Friday, October 28, 2011

Friday Laugh

Friday, October 21, 2011

Monday, October 17, 2011

Dear Mandy

Dear Readers,

Welcome to a new feature on my blog - a childfree advice column called "Dear Mandy". Every month, I will post a letter from a reader who is seeking advice about an issue related to childfreedom, along with my reply with advice.

If you have a reply to the reader's letter, feel free to post a comment.

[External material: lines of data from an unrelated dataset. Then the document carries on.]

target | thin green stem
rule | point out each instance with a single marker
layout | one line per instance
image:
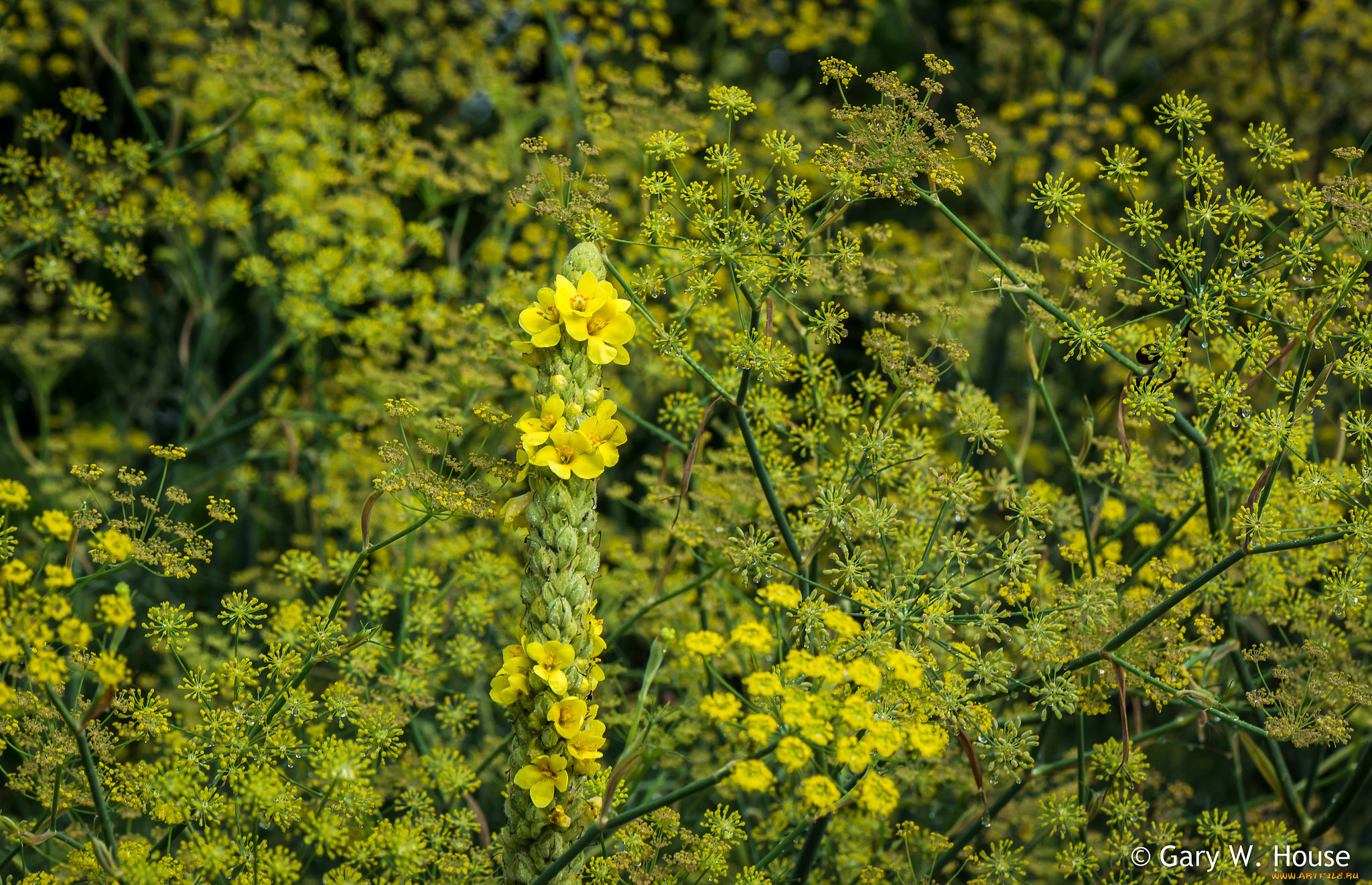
(102, 811)
(764, 480)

If you need advice about a childfree issue, feel free to email your question to me at firecracker_mandy(at)yahoo(dot)com, or message me on Facebook (I'm listed as Firecracker Mandy).

Dear Mandy,

I love my counsin's her to death! She is darling (this does not mean that I want one...I just really like her). This is mainly because she is my cousin's who I am close to, and who is totally supportive of my choice to be Child-Free. I really like this baby...not other people's, I do not ohh and aww over other people's kids...I could really care less. However, if I talk about my smallest cousin, people start pressuring me "Are you sure you don't want kids, you would be a great mom, if you like her imagine how much you feel about your own" and so on....When I say I'm quite sure, and that I really do not like other people's kids, I get the "Yeah, okay, you will change your mind". Grrrrrrr. This just pisses me off. Why can't I just really like one kid and have fun and so on with her? Why does it always have to turn into people questioning my choices??????


Dear N.B.

That IS really annoying. I think all childfree people go through this invalidation of our decision.  People make the decision every day to have children, and are rarely held to account for their decision, yet if a person thoughtfully chooses to forego the role of parent, she is given the third degree and treated as though she is a confused soul who does not know her own mind.

Here's something to try. When a person insists you will change your mind about having kids, have them put their money where their mouth is.  Ask them if they are willing to bet $500 you will change your mind. Get it in writing and then CASH IN.  Do this with enough judgemental ninnies, and you will create a lucrative income stream - the classic "turning lemons into lemonade".

If they reply that they are not willing to bet $500 on it (which is very likely), you can say, "Guess you're not that sure I will change my mind, are you?"  Be sure to give them a knowing smile.  That should shut them up real quick.


Friday, October 14, 2011

Pipe Down, Moms - You're Already on the Payroll

Every once in awhile it rises to the surface again - the idea that moms should be paid, or at the minimum that were they paid, they would earn in the six figures, based on everything they do and all the hours they put in.  These types of assessments are uplifting and empowering to moms, who feel overworked and undervalued and who, I suspect, are coming to grips with the harsh reality that the cost/benefit analysis of being a mom is slanted severely against their favor.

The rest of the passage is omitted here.